Testing
This page covers the practical aspects of testing PROTEUS: running tests, writing tests, checking coverage, and working with CI.
For the conceptual framework behind the testing strategy (tier hierarchy, physics invariants, validation certification), see Test framework.
Quick start
Install with pip install -e ".[develop]", then:
pytest -m "unit and not skip" # Fast unit tests (~2 min)
pytest -m "smoke and not skip" # Smoke tests with real binaries
pytest --cov=src --cov-report=html # Generate coverage report
open htmlcov/index.html # View coverage in browser
Before committing:
pytest -m "unit and not skip"must passruff check src/ tests/ && ruff format src/ tests/must passbash tools/validate_test_structure.shmust pass
Test markers
Every test function carries a tier marker that controls when and where it runs:
| Marker | What it tests | Speed budget | CI surface |
|---|---|---|---|
@pytest.mark.unit |
Python logic, mocked physics | < 100 ms | Every PR |
@pytest.mark.smoke |
Real binaries, 1 timestep, low res | < 30 s | Every PR |
@pytest.mark.integration |
Multi-module coupling | Minutes | Nightly |
@pytest.mark.slow |
Full physics validation | Hours | Nightly |
@pytest.mark.skip |
Deliberately disabled | n/a | Never |
Every test file must have a module-level marker:
pytestmark = [pytest.mark.unit, pytest.mark.timeout(30)]

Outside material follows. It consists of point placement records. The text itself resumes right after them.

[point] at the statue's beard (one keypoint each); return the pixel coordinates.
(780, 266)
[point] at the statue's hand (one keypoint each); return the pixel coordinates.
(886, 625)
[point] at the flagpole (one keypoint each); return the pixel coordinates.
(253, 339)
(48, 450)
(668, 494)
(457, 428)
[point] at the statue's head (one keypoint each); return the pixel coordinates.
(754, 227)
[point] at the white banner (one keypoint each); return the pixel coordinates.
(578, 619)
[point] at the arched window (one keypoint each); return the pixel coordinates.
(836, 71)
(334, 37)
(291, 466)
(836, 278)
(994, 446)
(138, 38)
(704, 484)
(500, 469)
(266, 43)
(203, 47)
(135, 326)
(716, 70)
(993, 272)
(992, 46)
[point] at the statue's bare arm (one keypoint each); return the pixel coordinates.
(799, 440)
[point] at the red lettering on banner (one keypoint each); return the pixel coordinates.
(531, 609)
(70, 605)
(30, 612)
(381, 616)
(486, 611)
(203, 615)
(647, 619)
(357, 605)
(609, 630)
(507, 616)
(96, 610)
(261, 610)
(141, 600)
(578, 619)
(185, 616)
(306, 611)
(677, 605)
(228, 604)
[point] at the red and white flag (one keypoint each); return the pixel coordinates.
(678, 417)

Timeout ceilings: 30 s for unit, 60 s for smoke, 300 s for integration, 3600 s for slow.
Which marker to use
- Most tests:
unit. Mock external dependencies, test one function. - Testing real binaries:
smoke. SOCRATES, AGNI, or SPIDER actually running, 1 timestep. - Testing module coupling:
integration. Aragog + AGNI working together, multiple timesteps. - Full science validation:
slow. Multi-hour simulations comparing against published results.
Writing tests
File layout
Tests mirror the source tree:
src/proteus/utils/helper.py → tests/utils/test_helper.py
src/proteus/escape/wrapper.py → tests/escape/test_wrapper.py
Validate with bash tools/validate_test_structure.sh.
Basic test structure
import pytest
from proteus.utils.helper import my_function
pytestmark = [pytest.mark.unit, pytest.mark.timeout(30)]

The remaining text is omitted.